Primary market seen ready for deals on equities, oil boost; XTO, Ryder tighten in secondary

By Andrea Heisinger

New York, Aug. 5 - The Federal Reserve meeting Tuesday had its predicted outcome for rate changes, leaving the investment-grade market in good shape for new issues.

Sources said they were hoping the positive close to the day would encourage companies to come into the market after a day devoid of new issues. Tuesday normally would have seen an issue or two, one source said.

The secondary market was also quiet as there were no new issues for trading and little to watch otherwise, a source said.

XTO happy with issue

The week led off with a $2.25 billion issue from XTO Energy, Inc., which the company priced to pay for acquisitions.

"We were real pleased," said Brent Clum, senior vice president and treasurer for the oil and natural gas company. "It was nicely oversubscribed."

The issue was split into four tranches consisting of two-year, five-year, 10-year and 30-year notes.

This fit into the company's maturity schedule, Clum said, and the timing of the notes was because "the market seemed reasonable."

The company last issued notes in April. The recent issue's proceeds are earmarked for some property acquisitions done this year.

Market takes positive turn

The Fed decision not to increase or cut rates didn't affect the market much, a source said, as the lack of interest rate change wasn't a surprise.

"Everyone saw that coming with the futures," one market source said. "I think if they would have done something drastic it would have had more impact."

Other factors did, however, affect the overall tone for the positive.

Equities in particular brought a boost.

"It's just a good market out there right now," a source said. "Equities are through the roof, and oil's down, so really, what's not to like?"

Sources said they are hoping the boost will carry into Wednesday's open, encouraging potential issuers in a modest backlog to come into the market.

"Hopefully it will be more active tomorrow," a source said. "That's what we're praying, anyway."

"I think things definitely ended on more of a high note today, which was nice," another source said.

Ryder, XTO tighten from pricing

Recent new issues from Ryder System Inc. and XTO were seen doing well in secondary trading Tuesday, a day after pricing.

A market source said the Ryder 7.2% notes due 2015 were seen "tightening in quite a bit," to 357 bps in mid-afternoon trading from pricing at 375 bps on Monday.

The XTO bonds were also holding up well, with three of the four tranches of the $2.25 billion issue seen tighter.

A source said the 5.75% five-year notes were at 250 bps bid, from pricing at 253 bps.

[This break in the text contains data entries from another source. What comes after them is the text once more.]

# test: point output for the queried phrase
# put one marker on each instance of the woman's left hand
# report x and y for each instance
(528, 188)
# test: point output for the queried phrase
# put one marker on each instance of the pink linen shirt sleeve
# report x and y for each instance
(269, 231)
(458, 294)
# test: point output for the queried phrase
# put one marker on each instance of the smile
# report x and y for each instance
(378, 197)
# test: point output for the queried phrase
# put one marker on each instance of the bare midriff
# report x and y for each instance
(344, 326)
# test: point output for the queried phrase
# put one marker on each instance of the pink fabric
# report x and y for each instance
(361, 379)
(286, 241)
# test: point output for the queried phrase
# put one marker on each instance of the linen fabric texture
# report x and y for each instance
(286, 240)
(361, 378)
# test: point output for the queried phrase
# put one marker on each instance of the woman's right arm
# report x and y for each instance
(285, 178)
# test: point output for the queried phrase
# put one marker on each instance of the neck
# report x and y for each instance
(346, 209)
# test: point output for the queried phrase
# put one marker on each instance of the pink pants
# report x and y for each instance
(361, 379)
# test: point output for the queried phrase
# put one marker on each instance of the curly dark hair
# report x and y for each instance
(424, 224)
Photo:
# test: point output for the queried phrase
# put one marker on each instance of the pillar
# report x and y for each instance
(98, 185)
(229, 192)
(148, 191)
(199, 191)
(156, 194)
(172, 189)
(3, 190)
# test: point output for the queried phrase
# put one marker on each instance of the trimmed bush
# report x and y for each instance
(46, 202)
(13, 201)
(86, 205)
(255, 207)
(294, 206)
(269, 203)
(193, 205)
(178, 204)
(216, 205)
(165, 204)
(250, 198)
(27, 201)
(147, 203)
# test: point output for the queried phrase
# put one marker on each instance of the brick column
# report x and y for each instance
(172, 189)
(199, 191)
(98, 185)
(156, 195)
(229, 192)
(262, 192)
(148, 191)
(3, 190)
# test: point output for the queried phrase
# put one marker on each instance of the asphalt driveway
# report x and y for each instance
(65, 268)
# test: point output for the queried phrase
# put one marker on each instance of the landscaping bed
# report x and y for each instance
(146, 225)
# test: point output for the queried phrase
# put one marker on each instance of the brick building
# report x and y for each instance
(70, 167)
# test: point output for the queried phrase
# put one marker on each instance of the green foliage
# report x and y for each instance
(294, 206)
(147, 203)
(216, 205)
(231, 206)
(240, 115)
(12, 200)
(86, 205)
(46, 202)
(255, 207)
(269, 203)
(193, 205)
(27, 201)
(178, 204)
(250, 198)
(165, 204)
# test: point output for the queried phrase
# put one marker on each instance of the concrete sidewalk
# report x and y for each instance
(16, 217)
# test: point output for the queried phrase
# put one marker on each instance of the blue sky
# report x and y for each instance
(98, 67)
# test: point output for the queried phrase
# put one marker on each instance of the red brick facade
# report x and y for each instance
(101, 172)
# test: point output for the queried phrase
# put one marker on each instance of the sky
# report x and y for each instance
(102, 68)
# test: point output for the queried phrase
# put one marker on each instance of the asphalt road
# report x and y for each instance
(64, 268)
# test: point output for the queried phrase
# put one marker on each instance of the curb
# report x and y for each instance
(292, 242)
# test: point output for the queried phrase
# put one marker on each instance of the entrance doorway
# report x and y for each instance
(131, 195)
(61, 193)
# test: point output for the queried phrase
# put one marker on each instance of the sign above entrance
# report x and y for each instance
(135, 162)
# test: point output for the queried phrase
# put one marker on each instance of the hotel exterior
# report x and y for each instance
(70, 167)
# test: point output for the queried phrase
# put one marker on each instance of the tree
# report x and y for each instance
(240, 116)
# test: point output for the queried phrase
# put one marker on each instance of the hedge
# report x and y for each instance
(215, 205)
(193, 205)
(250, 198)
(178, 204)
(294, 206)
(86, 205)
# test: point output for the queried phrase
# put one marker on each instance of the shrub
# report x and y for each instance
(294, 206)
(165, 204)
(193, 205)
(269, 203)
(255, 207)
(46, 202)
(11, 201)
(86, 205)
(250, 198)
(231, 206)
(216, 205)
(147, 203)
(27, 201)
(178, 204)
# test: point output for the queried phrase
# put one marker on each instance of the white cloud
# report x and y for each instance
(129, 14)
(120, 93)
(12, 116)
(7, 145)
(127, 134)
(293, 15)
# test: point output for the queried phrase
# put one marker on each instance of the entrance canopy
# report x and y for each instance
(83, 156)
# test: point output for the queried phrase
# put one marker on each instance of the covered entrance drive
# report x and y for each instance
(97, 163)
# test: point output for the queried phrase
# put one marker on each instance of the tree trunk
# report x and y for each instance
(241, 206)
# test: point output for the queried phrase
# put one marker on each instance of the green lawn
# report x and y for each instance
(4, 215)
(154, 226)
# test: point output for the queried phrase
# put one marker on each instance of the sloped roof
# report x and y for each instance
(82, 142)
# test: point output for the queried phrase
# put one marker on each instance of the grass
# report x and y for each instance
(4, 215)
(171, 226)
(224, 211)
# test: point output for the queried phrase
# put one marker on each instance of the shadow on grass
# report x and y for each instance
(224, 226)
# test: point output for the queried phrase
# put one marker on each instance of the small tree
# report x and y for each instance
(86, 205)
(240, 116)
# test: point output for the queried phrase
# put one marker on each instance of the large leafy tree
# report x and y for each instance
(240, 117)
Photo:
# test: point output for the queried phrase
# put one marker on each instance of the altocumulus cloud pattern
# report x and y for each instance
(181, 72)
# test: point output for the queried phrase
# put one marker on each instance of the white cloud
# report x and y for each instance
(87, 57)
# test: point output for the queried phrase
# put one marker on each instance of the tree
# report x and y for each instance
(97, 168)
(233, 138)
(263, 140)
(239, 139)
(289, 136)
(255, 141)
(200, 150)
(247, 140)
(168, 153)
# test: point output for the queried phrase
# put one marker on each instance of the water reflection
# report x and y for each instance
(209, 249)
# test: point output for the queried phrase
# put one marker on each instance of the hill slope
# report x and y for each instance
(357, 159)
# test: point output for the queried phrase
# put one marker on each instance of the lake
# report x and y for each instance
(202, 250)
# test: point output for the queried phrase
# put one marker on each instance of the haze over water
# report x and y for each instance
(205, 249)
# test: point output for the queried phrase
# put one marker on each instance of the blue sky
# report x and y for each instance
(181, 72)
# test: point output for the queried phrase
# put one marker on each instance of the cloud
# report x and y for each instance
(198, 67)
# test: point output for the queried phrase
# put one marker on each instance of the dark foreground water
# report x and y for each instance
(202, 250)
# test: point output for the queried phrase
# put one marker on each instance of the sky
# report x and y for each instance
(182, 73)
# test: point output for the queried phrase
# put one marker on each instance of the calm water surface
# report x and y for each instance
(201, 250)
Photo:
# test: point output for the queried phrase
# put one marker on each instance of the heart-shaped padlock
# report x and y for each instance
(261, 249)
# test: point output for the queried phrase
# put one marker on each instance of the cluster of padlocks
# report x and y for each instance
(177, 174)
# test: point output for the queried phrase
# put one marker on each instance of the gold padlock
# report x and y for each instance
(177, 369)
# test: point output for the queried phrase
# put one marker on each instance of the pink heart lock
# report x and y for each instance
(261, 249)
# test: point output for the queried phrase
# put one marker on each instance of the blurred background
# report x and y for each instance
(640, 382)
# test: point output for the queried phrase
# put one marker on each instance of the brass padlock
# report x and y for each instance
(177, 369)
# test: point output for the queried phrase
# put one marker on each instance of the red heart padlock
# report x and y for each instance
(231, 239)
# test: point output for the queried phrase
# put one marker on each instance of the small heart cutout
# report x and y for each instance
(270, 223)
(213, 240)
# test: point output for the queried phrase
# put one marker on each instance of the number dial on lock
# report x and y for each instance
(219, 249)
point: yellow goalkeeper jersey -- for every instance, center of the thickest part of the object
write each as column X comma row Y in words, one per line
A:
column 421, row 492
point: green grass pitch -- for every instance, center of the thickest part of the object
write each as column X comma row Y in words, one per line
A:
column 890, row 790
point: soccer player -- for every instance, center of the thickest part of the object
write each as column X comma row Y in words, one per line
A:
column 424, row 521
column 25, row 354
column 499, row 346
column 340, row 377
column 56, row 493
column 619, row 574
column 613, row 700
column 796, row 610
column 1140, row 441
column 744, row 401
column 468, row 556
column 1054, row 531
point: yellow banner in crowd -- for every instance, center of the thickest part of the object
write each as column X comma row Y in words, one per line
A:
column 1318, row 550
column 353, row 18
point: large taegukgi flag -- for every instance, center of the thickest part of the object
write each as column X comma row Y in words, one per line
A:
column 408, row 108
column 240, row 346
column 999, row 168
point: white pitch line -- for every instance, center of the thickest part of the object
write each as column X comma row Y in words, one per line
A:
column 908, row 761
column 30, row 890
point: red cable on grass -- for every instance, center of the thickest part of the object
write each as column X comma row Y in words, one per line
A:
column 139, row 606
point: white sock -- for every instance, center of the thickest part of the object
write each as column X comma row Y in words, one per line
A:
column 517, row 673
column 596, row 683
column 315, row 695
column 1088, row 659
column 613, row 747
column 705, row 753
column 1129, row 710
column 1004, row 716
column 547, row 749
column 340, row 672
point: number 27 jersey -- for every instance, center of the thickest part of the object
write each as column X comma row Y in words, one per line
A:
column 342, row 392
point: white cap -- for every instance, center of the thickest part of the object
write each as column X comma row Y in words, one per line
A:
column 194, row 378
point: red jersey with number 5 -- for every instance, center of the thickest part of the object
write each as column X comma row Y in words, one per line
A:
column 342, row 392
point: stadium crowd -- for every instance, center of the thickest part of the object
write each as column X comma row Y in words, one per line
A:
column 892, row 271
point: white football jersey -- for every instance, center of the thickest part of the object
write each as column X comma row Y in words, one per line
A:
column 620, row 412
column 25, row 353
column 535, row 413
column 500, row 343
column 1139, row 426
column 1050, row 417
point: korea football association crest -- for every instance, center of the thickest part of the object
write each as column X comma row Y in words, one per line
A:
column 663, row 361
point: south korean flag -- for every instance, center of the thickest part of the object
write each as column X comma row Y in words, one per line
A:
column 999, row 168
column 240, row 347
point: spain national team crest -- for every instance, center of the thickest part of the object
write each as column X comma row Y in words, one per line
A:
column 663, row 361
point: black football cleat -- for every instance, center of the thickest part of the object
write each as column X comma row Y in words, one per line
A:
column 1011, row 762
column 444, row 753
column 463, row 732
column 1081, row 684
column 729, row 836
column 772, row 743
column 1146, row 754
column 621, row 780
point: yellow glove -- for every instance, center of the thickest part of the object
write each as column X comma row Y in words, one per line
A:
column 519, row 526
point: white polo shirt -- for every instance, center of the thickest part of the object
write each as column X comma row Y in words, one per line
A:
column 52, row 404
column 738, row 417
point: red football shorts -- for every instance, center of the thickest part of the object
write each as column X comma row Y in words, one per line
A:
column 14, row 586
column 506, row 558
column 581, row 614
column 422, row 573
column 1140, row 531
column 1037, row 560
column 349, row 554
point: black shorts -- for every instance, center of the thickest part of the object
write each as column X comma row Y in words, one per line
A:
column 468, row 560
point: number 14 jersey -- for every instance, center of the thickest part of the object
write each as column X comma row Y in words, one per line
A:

The 6.5% 10-year notes were seen at 256 bps bid, tightening from pricing at 258 bps.

The reopened 6.75% 30-year notes tightened the most, and were seen at 258 bps bid from pricing at 263 bps.

These bonds were seen at the highest volume of trading mid-afternoon, seen at a bid price of 252 bps.

Other bonds showing movement included American Express Co.'s 5.875% five-year notes. They were seen at 316 bps, widening from Monday's level of 307 bps.

Anheuser, Kerr-McGee among biggest movers

Among the day's biggest movers, Anheuser-Busch Cos., Inc. and JPMorgan Chase performed well, each tightening between 10 and 15 bps.

Mining and energy company Kerr-McGee led the pack going in the opposite direction, followed by General Electric Capital Corp. and Nevada Power. Each were seen widening between 11 and 15 bps.

Bank CDS gain

A trader said Tuesday that bank credit-default swaps debt-protection costs were generally 2 to 10 bps tighter.

The Washington Mutual CDS were 20 bps lower, the trader said.

Generally brokerage CDS spreads were seen 10 bps lower.